Читать «Высоцкий и другие. Памяти живых и мертвых» онлайн - страница 32

Владимир Исаакович Соловьев

Другой эпизод с Булатом, но в его отсутствие, без главного героя, как булгаковская пьеса о Пушкине, как тыняновский рассказ о подпоручике Киже. Да простит мне Оля, его вдова, мою цепкую, подлую, злое*учую память, над которой я не властен, но токмо она надо мной. Дело было ранней весной все в том же Коктебеле, где я пас моего сына Жеку, а Оля — маленького Булата, названного так понятно в честь кого, но — подчеркивал Булат — когда он был за границей (где-то в Восточной Европе), а Оля, до того как стать его любовницей, была его поклонницей: Булат Булатович, с точки зрения Булата, безвкусица. Как Кинжал Кинжалович, пошутил я.
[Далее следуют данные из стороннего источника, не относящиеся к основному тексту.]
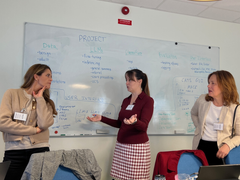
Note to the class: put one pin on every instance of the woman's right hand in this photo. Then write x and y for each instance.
(95, 118)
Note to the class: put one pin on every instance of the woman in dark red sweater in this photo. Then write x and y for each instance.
(131, 158)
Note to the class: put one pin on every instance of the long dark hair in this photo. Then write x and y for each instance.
(139, 75)
(29, 79)
(228, 87)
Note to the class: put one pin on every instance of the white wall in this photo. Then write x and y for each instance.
(103, 16)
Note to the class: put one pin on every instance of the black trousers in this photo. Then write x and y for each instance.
(210, 149)
(19, 160)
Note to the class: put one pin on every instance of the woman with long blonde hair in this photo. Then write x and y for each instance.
(25, 116)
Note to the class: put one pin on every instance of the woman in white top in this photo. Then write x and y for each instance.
(212, 115)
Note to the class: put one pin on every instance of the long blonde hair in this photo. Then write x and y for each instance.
(29, 79)
(139, 75)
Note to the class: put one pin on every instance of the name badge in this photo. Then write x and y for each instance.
(20, 116)
(218, 126)
(129, 107)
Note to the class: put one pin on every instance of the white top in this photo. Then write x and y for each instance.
(26, 142)
(209, 134)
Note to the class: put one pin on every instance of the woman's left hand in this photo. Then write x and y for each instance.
(223, 151)
(131, 120)
(39, 93)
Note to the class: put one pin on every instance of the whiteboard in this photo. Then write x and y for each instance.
(88, 77)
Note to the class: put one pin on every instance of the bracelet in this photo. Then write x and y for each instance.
(135, 121)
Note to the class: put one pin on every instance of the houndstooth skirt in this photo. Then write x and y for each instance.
(131, 161)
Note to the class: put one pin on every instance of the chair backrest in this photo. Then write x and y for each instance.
(188, 163)
(233, 157)
(64, 173)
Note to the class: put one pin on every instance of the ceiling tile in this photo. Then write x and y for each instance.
(220, 14)
(181, 7)
(237, 21)
(150, 3)
(233, 5)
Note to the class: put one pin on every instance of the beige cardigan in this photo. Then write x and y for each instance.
(13, 101)
(199, 113)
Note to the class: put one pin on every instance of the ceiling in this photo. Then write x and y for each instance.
(223, 10)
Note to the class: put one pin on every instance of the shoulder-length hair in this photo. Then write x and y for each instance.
(139, 75)
(228, 87)
(29, 79)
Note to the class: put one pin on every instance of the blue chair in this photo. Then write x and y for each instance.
(233, 157)
(188, 163)
(64, 173)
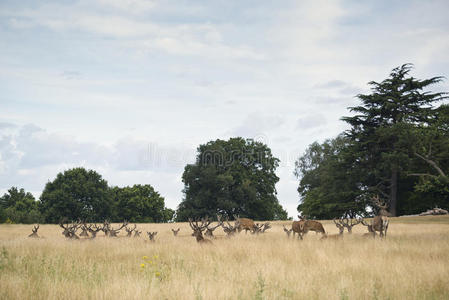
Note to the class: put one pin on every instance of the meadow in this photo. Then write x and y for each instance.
(411, 263)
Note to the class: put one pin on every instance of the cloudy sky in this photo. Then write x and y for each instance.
(130, 88)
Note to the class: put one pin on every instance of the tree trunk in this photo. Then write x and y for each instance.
(393, 191)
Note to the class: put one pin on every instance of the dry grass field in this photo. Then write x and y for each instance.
(412, 263)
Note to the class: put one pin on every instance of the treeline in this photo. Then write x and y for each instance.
(397, 147)
(83, 194)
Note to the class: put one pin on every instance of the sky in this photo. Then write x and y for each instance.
(130, 88)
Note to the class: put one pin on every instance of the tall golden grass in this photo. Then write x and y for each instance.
(412, 263)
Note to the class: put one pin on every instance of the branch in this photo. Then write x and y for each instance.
(432, 163)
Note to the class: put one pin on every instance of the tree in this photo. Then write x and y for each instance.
(231, 177)
(382, 129)
(328, 184)
(76, 193)
(19, 206)
(140, 203)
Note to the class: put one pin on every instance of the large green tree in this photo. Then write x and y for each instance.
(19, 206)
(76, 193)
(231, 177)
(140, 203)
(382, 129)
(328, 184)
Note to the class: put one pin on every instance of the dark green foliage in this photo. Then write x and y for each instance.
(231, 177)
(19, 206)
(76, 193)
(382, 131)
(140, 203)
(328, 181)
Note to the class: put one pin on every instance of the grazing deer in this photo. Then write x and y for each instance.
(210, 230)
(175, 232)
(348, 223)
(129, 231)
(243, 224)
(151, 235)
(84, 229)
(337, 236)
(34, 230)
(297, 227)
(110, 231)
(261, 228)
(311, 225)
(380, 222)
(287, 231)
(371, 232)
(198, 230)
(69, 230)
(93, 230)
Не говоря уже о само собой разумеющемся авторском эгоцентризме, который Оля не учла: Булат Окуджава — единственный. Потом, когда отец и сын выступали на совместных концертах, Булата-младшего объявляли Антоном Окуджавой. А тогда как раз широко обсуждались два схожих брака — с уводом мужей из прежних семей двумя разлучницами: Еленой Боннер и Ольгой Арцимович. Официально Булат развелся с предыдущей женой, своей сокурсницей, от которой у него тоже был сын — Игорь, уже после рождения Були (через полтора месяца): развод вынужденный, эмоционально тяжелый для обеих сторон и, как оказалось, трагический. Из этого — скорее душевного, чем эмоционального, — штопора Булат так и не выбрался, о чем можно судить и по его стихам. Опускаю гипотетическую сторону этой разводно-матримониальной драмы, хотя она-то как раз и любопытна.

Буля и Жека были ровесниками — пара месяцев разницы. Лена Клепикова напоминает, что Оля, по шведской системе, растила Булю на чистом лимонном соке, мы сами тому были свидетелями, когда зашли к ним как-то еще в Ольгино. В Коктебеле Буля был примерным мальчиком, но достигалось его послушание довольно своеобразно: как что, Оля большим и указательным пальцами сжимала его руку чуть выше локтя. Однажды Оля испытала свой педагогический метод на толстом Камиле Икрамове — тот взвыл от боли. Мы стояли в очереди на почте, ожидая междугородных разговоров: Камил — с Москвой, Оля — с Ялтой, я — с Питером. Оля — красотка-блондинка, волевая, властная, идеологически, как неофитка, истовая: крестила агностика Булата на смертном одре и без сознания — и наречен был Иоанном. Но это забегая далеко вперед. Добрейший Камил Икрамов, который безропотно уступил жену другу и ученику Володе Войновичу, называл Олю Арцимович Эльзой Кох — не заглазно, а напрямик, но опять-таки с ангельской улыбой на толстом узбекском лице. Понять, шутит или всерьез, было невозможно. Оля молча сносила прозвище, но испепеляла его взглядом. «Нет, правда, — не унимался Камил, — у вас есть общие родственники?»

Еще одно действующее лицо этой истории — очередная жена Анатолия Наумовича Рыбакова, которого мы звали за повелительный характер Наполеоном Наумовичем. Мужья — Окуджава и Рыбаков — отдыхали километрах в ста от нас, в Ялте, и ожидались со дня на день. Вот Оля и бегала по многу раз на почту, откуда бомбардировала Булата телефонограммами и телеграммами и в конце концов наэлектризовала весь Коктебель ожиданием, которое, увы, не сбылось. Булат так и не прибыл в Коктебель, а рванул из Ялты прямиком в Москву. Хотя у меня и осталось ощущение его невидимого среди нас присутствия благодаря Оле.